The Three Legs of Western Culture and the Time We Live In

In his reflection on Michael Novak’s 1980’s The Spirit of Democratic Capitalism, in the October issue of First Things, R.R. Reno recalls the three mutually-supporting legs upon which Novak held Western culture to stand, but argues that culture no longer supports these legs.  The first two legs--a free economy and liberal democratic political institutions are especially mutually supporting, in that both seek to limit the power of the state, thereby liberating “…the energies of individuals and independently organized communities.”  The third, a Judeo-Christian moral ecology is also reinforcing, in that it “…prizes human dignity, and encourages self-discipline, social trust, and individual initiative,” with both religions based on “Greco-Roman philosophy, law, and civic management.” 

But, Reno argues that the mutual support of these the three legs critically depended upon an historical epoch that may now be passing away.  Ironically, that is the era of the less constrained and unitary 1960s, for which Novak believed “liberation from constraint,” represented spiritual liberation.  Spontaneity and creativity were characteristics of that era.

Reno believes that globalization has weakened the spontaneity and creativity that sprang from “…a multiplicity of motives, incentives, presuppositions, and purposes.”  A free market society provided “order without authority and purposeful freedom without the need for agreement about the common good, beyond the procedural rule of law.”  By contributing to globalization, however, that “birth of freedom” of the 1960s has come to undermine both democratic institutions and a Judeo-Christian moral culture.  In a way, freedom has come to undermine itself. 

Freedom from constraint allowed capitalism to become global in scope, and to undermine the authority of both democratic institutions and religious-based moral authority.  As a result, democracies of the many have turned into the oligarchies of the few.  While Republicans believe entrepreneurial pragmatism the best solution for all problems, Democrats believe technocratic management the best.  But, elites of both parties share antipathy towards the common person, thus explaining the election victory of the “outsider” Donald Trump against the consummate insider, Hillary Clinton.

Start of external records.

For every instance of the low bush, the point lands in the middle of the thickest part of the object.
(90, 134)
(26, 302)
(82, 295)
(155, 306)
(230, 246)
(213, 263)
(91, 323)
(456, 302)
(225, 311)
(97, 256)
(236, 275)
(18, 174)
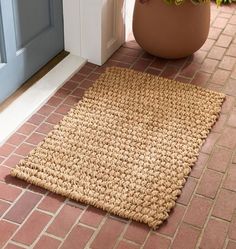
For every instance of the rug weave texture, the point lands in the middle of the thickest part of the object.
(128, 146)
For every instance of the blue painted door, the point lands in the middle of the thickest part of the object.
(31, 33)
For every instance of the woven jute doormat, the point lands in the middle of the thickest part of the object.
(128, 146)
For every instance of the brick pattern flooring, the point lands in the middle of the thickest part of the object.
(205, 214)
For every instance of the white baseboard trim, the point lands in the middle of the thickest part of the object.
(13, 116)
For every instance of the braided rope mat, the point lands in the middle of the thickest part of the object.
(128, 146)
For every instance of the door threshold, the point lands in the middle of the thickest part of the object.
(14, 115)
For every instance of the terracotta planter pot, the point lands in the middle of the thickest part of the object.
(171, 31)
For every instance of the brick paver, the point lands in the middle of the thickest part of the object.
(205, 214)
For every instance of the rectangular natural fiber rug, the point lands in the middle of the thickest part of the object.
(128, 146)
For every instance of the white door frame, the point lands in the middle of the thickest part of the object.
(95, 29)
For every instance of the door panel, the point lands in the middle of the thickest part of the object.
(32, 35)
(30, 19)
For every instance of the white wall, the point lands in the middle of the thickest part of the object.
(94, 29)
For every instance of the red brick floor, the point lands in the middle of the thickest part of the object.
(205, 214)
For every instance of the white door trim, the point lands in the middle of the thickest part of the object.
(94, 29)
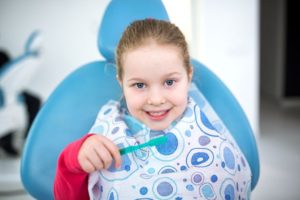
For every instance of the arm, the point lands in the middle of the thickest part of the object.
(86, 155)
(71, 182)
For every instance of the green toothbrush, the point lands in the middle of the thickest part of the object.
(153, 142)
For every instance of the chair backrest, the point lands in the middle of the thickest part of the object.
(71, 109)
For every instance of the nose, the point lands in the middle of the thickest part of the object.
(156, 97)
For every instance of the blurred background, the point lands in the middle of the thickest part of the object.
(253, 46)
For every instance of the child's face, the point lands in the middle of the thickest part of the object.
(155, 84)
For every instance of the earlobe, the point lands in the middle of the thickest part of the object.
(119, 81)
(191, 72)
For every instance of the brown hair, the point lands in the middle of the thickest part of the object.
(141, 31)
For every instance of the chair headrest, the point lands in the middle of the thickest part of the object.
(118, 15)
(33, 44)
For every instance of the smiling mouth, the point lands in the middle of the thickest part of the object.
(159, 115)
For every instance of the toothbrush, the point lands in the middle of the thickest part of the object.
(135, 126)
(153, 142)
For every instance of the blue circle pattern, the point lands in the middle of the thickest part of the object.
(194, 163)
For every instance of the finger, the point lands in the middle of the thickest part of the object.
(114, 151)
(96, 159)
(88, 167)
(104, 156)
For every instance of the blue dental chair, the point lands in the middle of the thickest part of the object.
(71, 109)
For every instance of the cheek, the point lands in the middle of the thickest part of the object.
(133, 99)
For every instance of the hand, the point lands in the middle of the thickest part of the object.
(98, 152)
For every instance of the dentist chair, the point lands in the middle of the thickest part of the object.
(71, 109)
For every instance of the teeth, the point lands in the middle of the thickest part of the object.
(156, 113)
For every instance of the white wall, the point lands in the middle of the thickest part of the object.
(70, 35)
(227, 41)
(222, 34)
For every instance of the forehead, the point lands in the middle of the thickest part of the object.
(153, 57)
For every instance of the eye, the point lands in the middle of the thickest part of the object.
(169, 82)
(139, 85)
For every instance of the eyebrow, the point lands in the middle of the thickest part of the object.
(137, 79)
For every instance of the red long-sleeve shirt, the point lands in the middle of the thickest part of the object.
(71, 182)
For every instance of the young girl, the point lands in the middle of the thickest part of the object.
(193, 160)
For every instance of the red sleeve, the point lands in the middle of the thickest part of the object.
(71, 182)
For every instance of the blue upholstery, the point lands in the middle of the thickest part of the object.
(72, 108)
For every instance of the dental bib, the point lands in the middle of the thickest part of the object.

Those who successfully participate in the endeavor of globalization acquire economic advantages over non-participants or those who participate unsuccessfully.  So, domestic economic elites become either traditional oligarchies or rules-based oligarchies, neither of which is good for democratic institutions.  The former tends to suborn those institutions, while the latter supersedes them.  In either case, traditional mediating institutions tend to be cut out of substantive decision-making.  And, as the elites have little interest in traditional religious values, traditional religious faith is ridiculed and undermined.  The years of strong political and social integration immediately post-World War II made this fracturing of society difficult to forecast.

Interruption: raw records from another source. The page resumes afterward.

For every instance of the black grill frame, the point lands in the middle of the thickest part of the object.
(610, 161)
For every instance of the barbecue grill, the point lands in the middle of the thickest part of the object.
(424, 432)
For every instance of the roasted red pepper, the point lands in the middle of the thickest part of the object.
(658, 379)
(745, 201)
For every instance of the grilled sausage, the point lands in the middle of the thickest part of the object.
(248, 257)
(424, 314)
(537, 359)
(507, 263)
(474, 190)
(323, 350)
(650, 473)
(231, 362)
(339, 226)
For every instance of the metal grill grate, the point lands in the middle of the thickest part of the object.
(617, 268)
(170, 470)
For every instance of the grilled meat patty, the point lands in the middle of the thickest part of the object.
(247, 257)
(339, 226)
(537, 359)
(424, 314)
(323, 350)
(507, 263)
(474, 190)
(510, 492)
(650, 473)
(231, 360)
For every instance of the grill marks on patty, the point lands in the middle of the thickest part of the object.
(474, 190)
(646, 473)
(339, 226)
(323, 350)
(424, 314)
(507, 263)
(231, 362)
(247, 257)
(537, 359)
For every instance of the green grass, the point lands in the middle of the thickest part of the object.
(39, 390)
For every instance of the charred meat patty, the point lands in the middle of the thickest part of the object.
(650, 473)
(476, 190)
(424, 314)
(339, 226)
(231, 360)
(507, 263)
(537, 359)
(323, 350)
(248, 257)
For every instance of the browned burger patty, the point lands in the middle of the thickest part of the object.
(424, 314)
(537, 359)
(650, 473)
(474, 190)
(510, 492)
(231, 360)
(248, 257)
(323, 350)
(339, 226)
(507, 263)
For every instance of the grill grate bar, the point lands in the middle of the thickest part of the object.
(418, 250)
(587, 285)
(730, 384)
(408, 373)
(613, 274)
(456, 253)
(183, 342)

The undermining of religious faith is especially important, as religious faith provides a sense of permanence, of transcendence from God to our families, communities, and other things of meaning in our lives.  Ironically, the openness, dynamism, and creativity of modern global capitalism undermine the very things of most value to us.  Our very freedom has undermined our fundamental need for permanence, and that loss of a sense of permanence has, in turn contributed to undermining free markets and democratic institutions. 

The propensity for societies to decline as a result of technocrats and an endless striving for money and commerce is not new, having been first articulated by one of the three great British empiricists, Bishop Lord George Berkley (1685-1793) and his theory of immaterialism, that matter does not exist and that the world is comprised entirely of a collection of ideas, (section 4 and section 6).  Berkley believed that there are only finite mental substances and an infinite mental substance, namely, God.   Friedrich Nietzsche (1844-1900) also popularized the notion the periods of history characterized by rules and run by technocrats are ones of decline, while those characterized by the “will to power” are ones of creativity and cultural growth because they break the bounds of conformity and provide that sense of permanence the human soul desires.  And which in our post-modern era seems to be diminishing.

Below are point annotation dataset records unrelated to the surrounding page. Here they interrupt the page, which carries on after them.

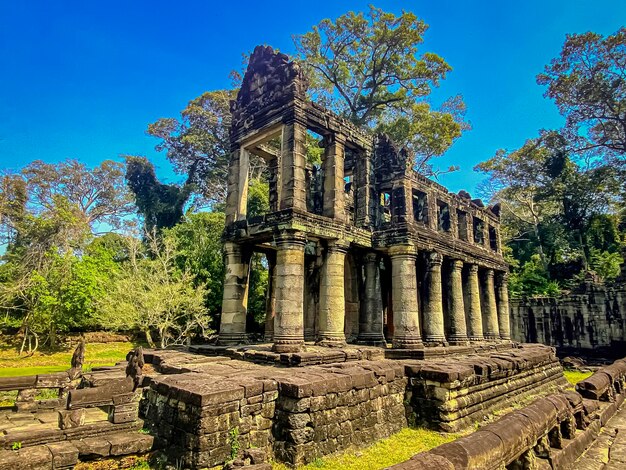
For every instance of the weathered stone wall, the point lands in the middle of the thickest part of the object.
(454, 394)
(204, 411)
(552, 432)
(591, 317)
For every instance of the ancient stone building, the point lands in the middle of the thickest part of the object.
(591, 317)
(360, 247)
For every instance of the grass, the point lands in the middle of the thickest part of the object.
(43, 362)
(384, 453)
(575, 376)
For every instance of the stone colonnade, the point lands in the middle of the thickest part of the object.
(450, 302)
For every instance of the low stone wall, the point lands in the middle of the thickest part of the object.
(454, 394)
(204, 410)
(552, 432)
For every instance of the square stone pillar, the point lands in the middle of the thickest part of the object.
(311, 299)
(237, 165)
(333, 164)
(235, 299)
(458, 327)
(472, 306)
(332, 296)
(289, 317)
(371, 308)
(434, 331)
(405, 308)
(292, 167)
(490, 311)
(270, 299)
(502, 300)
(365, 204)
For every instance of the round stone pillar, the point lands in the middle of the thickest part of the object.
(371, 309)
(434, 330)
(289, 292)
(235, 297)
(458, 327)
(491, 330)
(504, 312)
(332, 297)
(474, 314)
(404, 304)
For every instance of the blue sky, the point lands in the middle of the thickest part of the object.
(83, 79)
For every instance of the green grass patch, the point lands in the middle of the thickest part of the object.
(384, 453)
(43, 362)
(575, 376)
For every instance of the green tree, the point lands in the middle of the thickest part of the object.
(152, 294)
(368, 68)
(161, 205)
(588, 84)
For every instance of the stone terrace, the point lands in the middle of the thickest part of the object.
(195, 403)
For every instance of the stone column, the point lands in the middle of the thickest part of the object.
(311, 286)
(235, 299)
(334, 200)
(504, 311)
(434, 331)
(292, 166)
(233, 185)
(491, 331)
(332, 296)
(270, 299)
(406, 325)
(474, 314)
(458, 328)
(371, 309)
(288, 321)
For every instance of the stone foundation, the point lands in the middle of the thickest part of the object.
(551, 433)
(205, 409)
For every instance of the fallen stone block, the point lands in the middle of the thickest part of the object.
(64, 454)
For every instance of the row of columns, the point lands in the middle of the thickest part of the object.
(475, 312)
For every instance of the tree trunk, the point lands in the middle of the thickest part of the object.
(149, 338)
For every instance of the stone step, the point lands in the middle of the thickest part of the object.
(66, 454)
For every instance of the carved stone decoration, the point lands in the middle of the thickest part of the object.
(134, 369)
(270, 79)
(389, 158)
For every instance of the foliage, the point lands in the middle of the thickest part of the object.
(198, 144)
(560, 208)
(154, 295)
(199, 251)
(575, 376)
(161, 205)
(368, 68)
(384, 453)
(233, 440)
(532, 279)
(588, 84)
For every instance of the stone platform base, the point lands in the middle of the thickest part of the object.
(316, 355)
(198, 407)
(311, 354)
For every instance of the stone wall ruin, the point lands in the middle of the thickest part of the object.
(360, 247)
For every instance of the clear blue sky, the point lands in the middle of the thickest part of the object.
(82, 79)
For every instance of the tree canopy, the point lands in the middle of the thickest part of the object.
(368, 67)
(588, 84)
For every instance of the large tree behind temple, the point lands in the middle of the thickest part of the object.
(588, 84)
(161, 205)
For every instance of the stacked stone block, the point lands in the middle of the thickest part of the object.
(552, 432)
(339, 408)
(452, 394)
(203, 421)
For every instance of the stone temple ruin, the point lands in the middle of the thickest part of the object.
(362, 252)
(360, 247)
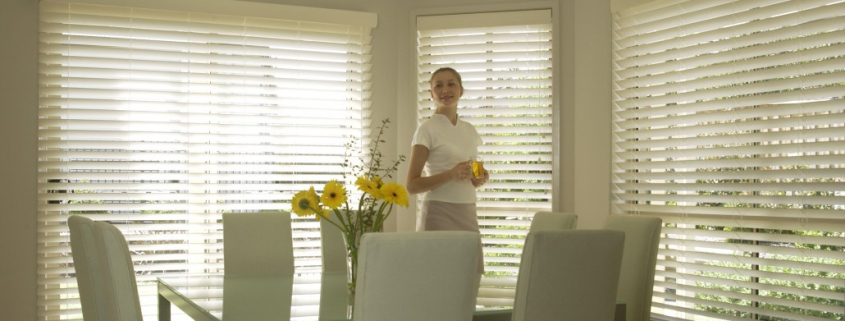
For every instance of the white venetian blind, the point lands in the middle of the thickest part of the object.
(730, 125)
(157, 116)
(505, 60)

Cultures progress by how much they promote individual autonomy and purpose.  The historian Oswald Spengler noted in the early 1900s that during the previous 1,100 years of “Faustian” culture, the human soul overflowed “…with expansive, disruptive, and imaginative impulses manifested in all the spheres of life.”  Spengler saw the Faustian soul as “…overcoming of presence…whose yearning is infinity.”  Too much cultural reliance on the reasoning and desiring parts of the soul, as many argue is the case with globalization, limits realization of  a third part of the soul that Plato described as “spiritedness.”  Spiritedness is the source of religion and desire for some sense of eternal recognition which provides a sense of permanence.   Too much reliance on reason and desire tend to constrain this “spiritedness,” and it is this decline in spiritedness in our free economy and democratic institutions that Reno is getting at.